That point may be nearing as Dow Jones reports that world leaders are preparing to mandate that the IMF issue an additional $250 Billion of its Special Drawing Rights to prop up the EFSF.
$250 Billion might be enough to prop up Greece, but next comes Italy, France, Spain, and Portugal.
QE to Infinity....AND BEYOND!!!!!
World leaders may mandate the International Monetary Policy to print more of its special currency to help solve the euro zone crisis, according to several people familiar with the matter.
Asking the IMF to print more of its Special Drawing Rights, essentially an IOU that countries can exchange for cash, is one of the ways the Group of 20 industrialized and developing countries is considering supplementing European efforts to stem a debt crisis threatening to spark a global financial meltdown and another recession.

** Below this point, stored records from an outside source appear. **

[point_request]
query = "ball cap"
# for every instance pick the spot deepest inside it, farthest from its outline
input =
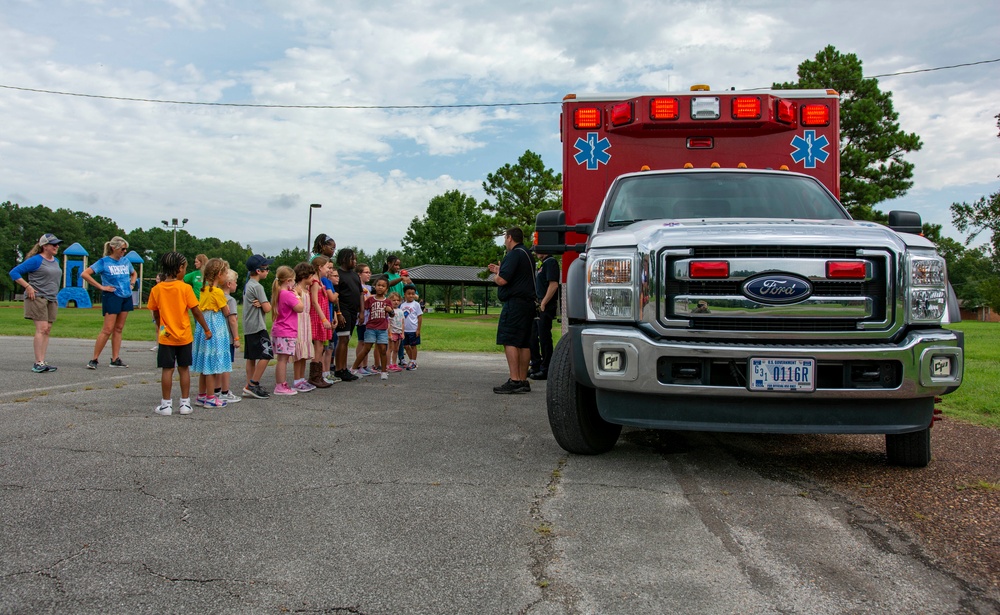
(48, 239)
(257, 261)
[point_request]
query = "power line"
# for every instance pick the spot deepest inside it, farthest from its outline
(272, 106)
(929, 70)
(390, 107)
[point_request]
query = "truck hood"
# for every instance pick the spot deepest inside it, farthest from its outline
(657, 233)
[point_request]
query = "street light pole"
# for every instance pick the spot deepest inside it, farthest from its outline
(174, 225)
(309, 230)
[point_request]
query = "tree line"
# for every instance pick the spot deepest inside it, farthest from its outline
(456, 229)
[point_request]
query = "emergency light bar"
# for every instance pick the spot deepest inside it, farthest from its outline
(815, 115)
(746, 108)
(586, 118)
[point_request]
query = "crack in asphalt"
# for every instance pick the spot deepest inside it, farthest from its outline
(543, 552)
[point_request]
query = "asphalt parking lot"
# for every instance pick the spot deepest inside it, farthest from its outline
(425, 493)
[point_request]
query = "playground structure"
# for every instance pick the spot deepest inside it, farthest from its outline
(74, 286)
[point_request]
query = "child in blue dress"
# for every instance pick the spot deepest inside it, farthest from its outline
(212, 356)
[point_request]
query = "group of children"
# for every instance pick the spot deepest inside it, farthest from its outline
(305, 314)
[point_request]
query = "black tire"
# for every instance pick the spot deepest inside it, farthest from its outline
(909, 449)
(573, 416)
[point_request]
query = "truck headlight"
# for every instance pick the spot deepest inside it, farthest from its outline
(927, 298)
(611, 285)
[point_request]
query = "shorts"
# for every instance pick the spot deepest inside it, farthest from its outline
(351, 319)
(113, 304)
(39, 309)
(376, 336)
(168, 357)
(514, 326)
(258, 346)
(284, 345)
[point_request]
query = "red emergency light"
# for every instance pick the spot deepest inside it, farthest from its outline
(815, 115)
(846, 270)
(621, 114)
(664, 109)
(708, 269)
(746, 108)
(586, 118)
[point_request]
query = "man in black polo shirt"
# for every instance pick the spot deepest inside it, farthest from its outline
(515, 276)
(547, 295)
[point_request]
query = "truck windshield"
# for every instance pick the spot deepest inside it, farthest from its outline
(721, 195)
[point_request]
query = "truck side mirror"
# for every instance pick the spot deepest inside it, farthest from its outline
(906, 222)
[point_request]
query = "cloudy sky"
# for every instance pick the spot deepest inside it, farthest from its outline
(250, 173)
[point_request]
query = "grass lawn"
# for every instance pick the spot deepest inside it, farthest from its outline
(977, 401)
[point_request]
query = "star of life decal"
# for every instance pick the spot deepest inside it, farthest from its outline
(809, 150)
(592, 152)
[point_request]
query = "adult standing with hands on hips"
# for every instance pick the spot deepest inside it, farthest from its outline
(39, 276)
(117, 278)
(515, 276)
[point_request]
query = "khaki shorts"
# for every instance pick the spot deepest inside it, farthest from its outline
(39, 309)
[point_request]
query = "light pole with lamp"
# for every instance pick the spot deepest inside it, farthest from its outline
(309, 230)
(174, 225)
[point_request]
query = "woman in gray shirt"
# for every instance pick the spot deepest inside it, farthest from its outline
(39, 275)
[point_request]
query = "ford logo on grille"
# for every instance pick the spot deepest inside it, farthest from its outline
(775, 288)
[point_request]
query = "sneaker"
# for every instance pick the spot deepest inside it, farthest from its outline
(282, 388)
(214, 402)
(345, 375)
(256, 391)
(509, 387)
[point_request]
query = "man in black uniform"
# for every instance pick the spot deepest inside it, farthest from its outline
(547, 295)
(515, 278)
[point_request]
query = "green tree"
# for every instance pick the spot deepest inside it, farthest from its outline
(872, 168)
(519, 193)
(446, 235)
(981, 215)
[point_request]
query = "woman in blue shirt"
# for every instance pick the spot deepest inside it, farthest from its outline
(117, 278)
(39, 275)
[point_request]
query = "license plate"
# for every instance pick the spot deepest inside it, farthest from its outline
(776, 374)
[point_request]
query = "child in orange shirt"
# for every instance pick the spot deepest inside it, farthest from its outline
(170, 301)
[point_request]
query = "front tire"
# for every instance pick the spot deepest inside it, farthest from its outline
(573, 416)
(909, 449)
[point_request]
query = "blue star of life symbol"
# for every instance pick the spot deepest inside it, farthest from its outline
(809, 149)
(591, 151)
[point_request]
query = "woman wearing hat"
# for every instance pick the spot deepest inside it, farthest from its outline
(39, 275)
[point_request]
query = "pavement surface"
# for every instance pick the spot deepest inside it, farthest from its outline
(425, 493)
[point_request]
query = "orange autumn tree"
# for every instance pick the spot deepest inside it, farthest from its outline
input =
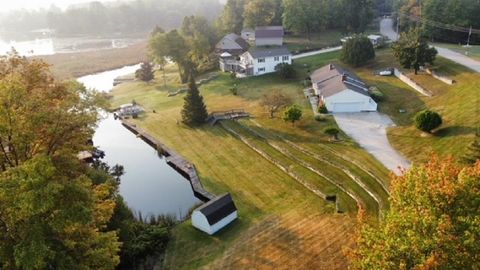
(433, 221)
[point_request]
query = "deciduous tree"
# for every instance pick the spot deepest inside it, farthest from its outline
(194, 111)
(357, 51)
(413, 51)
(433, 221)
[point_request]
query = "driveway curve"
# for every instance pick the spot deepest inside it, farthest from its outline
(369, 130)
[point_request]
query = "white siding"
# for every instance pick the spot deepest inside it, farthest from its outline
(269, 65)
(269, 41)
(350, 101)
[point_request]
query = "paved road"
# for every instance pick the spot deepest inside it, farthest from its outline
(369, 129)
(301, 55)
(459, 58)
(386, 29)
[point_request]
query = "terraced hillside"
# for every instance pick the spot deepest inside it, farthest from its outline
(279, 176)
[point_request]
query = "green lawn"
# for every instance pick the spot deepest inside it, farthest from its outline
(458, 105)
(275, 210)
(473, 51)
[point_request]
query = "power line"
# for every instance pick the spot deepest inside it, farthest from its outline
(436, 24)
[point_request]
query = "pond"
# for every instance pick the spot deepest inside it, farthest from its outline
(149, 185)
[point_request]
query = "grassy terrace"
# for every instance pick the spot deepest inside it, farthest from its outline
(458, 105)
(282, 223)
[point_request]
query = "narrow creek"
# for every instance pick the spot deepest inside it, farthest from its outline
(149, 185)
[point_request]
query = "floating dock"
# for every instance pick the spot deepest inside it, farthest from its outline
(174, 160)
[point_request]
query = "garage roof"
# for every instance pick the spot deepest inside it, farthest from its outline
(218, 208)
(332, 79)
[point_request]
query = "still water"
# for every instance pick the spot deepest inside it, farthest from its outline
(49, 46)
(149, 184)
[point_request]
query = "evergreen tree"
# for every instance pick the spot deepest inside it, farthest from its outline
(194, 111)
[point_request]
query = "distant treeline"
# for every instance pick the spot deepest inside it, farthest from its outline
(98, 18)
(441, 20)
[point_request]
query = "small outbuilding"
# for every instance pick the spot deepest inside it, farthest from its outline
(215, 214)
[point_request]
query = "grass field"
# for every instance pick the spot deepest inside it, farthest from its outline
(74, 65)
(282, 224)
(458, 104)
(473, 51)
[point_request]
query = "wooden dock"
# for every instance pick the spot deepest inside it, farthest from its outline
(174, 160)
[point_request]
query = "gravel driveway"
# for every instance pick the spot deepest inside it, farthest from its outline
(369, 129)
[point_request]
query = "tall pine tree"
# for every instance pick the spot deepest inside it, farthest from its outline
(194, 111)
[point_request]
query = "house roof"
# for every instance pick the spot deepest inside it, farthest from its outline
(332, 79)
(218, 208)
(262, 52)
(269, 32)
(242, 44)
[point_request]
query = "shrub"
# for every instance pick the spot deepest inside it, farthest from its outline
(357, 51)
(377, 95)
(320, 118)
(322, 109)
(285, 71)
(332, 131)
(427, 120)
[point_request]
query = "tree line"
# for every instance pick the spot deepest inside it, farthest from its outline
(57, 212)
(299, 16)
(103, 18)
(440, 18)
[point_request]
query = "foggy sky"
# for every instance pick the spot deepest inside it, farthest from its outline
(6, 5)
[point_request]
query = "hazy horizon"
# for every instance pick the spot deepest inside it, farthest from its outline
(36, 4)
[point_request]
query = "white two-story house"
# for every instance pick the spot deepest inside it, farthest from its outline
(262, 60)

G-20 leaders are pressing euro zone leaders to deliver a detailed and credible plan to leverage their own bailout fund, boost bank capital buffers and restructure ailing economies. Political disarray in Greece and the inability of euro-zone officials to so far agree on exactly how they plan to build a firewall to prevent contagion is fueling talks on alternative emergency measures.
If Europe is able to agree on a credible strategy that can assure its colleagues in the G-20, then the group would be willing to consider the SDR allocation and other financing options to bolster European action, the officials said.
The ECB itself has said the scope of its own rescue efforts through a bond buying program would be limited both in time and volume. But under the idea currently being considered by officials, the IMF would be the lender of last resort.
Two people familiar with the matter said the SDR issue could total $250 billion. One option under discussion is to use some of that money to beef up the European Financial Stability Facility, the euro zone's bailout fund.